Le rationnement de l'électricité dure depuis des décennies au Liban, où le secteur de l'électricité est un symbole de la mauvaise gestion des services publics et de la corruption dont la classe politique est accusée.

Cependant, depuis juin, les coupures d'électricité sont devenues encore plus fréquentes et généralisées, puisqu'elles atteignent 20 heures par jour, notamment les jours de chaleur torride.

Aujourd'hui, un groupe de manifestants a réussi à franchir le cordon de sécurité autour du siège du ministère de l'Énergie et a brièvement campé dans la cour extérieure, comme le rapporte l'agence de presse France-Presse (AFP).

D'autres manifestants ont été arrêtés par les forces anti-émeute, certains d'entre eux frappés à coups de matraque. Peu de temps après, plusieurs manifestants en colère ont brièvement coupé la route du ministère.

"Votre présence plongera le Liban dans l'obscurité", a insisté un porte-parole des manifestants, appelant également à la démission du ministre de l'Énergie.
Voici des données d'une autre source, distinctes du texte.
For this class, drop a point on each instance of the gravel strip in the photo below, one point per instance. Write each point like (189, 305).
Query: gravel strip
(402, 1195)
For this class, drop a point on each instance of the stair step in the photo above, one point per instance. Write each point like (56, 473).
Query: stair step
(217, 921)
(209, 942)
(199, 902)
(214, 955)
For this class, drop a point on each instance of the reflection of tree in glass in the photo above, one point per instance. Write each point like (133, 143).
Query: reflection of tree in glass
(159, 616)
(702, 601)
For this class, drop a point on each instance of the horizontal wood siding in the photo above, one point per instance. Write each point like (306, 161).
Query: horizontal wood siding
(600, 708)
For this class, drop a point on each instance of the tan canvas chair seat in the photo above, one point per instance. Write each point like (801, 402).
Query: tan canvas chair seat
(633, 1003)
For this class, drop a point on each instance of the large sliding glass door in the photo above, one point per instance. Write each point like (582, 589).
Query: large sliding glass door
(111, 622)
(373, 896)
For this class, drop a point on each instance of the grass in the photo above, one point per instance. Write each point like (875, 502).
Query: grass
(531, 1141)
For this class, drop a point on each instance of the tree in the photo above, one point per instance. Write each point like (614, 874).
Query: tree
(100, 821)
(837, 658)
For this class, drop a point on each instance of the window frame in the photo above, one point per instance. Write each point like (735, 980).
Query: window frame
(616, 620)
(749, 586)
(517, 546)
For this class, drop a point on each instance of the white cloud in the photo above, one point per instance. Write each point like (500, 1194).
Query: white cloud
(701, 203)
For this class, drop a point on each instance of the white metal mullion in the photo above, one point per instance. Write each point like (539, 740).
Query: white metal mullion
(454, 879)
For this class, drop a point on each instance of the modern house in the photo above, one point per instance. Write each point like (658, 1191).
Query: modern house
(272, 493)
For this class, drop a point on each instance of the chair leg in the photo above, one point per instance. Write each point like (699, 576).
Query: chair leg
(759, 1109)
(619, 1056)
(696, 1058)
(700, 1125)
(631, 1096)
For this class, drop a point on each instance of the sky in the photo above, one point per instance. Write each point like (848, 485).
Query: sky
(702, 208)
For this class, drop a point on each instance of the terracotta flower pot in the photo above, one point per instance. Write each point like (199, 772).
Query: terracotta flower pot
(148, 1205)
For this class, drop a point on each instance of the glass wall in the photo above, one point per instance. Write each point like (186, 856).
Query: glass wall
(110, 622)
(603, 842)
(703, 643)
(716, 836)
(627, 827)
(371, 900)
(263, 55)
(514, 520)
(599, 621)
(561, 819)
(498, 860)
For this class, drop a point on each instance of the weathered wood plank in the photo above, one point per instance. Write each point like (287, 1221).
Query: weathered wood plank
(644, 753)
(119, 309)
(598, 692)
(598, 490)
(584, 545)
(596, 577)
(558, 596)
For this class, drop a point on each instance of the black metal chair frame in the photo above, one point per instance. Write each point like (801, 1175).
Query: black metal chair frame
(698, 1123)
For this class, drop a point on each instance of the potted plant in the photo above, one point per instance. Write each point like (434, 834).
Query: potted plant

"Nous sommes ici parce que c'est le premier nid de corruption", a déclaré un manifestant à l'AFP, affirmant que la "solution" à la crise est le "départ de l'ensemble" de la classe dirigeante.

Peu de temps après le début de l'après-midi, seul un petit nombre de manifestants est resté devant le ministère.

Face aux coupures d'électricité qui ont duré depuis la guerre civile libanaise (1975/90), les habitants se sont tournés vers des générateurs privés.

Le secteur de l'énergie, à savoir l'entreprise publique Eletricidade do Lebanon (EDL), a fait l'objet de nombreux soupçons de corruption et constitue un trou financier pour l'État, qui, selon l'AFP, a déjà coûté 40 milliards de dollars (environ 34 milliards euros) au Trésor.

Le Liban est classé parmi les 42 États les plus corrompus au monde, selon l'organisation non gouvernementale Transparency International (TI).

Après plusieurs plans de réforme prévus pour le secteur de l'énergie présentés après la guerre civile, les mesures n'ont jamais été mises en œuvre.

La réforme de l'EDL est l'une des principales revendications des institutions internationales et des pays donateurs pour aider le Liban à sortir d'une crise économique sans précédent, marquée par une dépréciation sans précédent de la monnaie et qui a jeté plus de la moitié de la population dans la pauvreté.

Selon un rapport du cabinet de conseil international McKinsey, le Liban possède la quatrième pire grille au monde.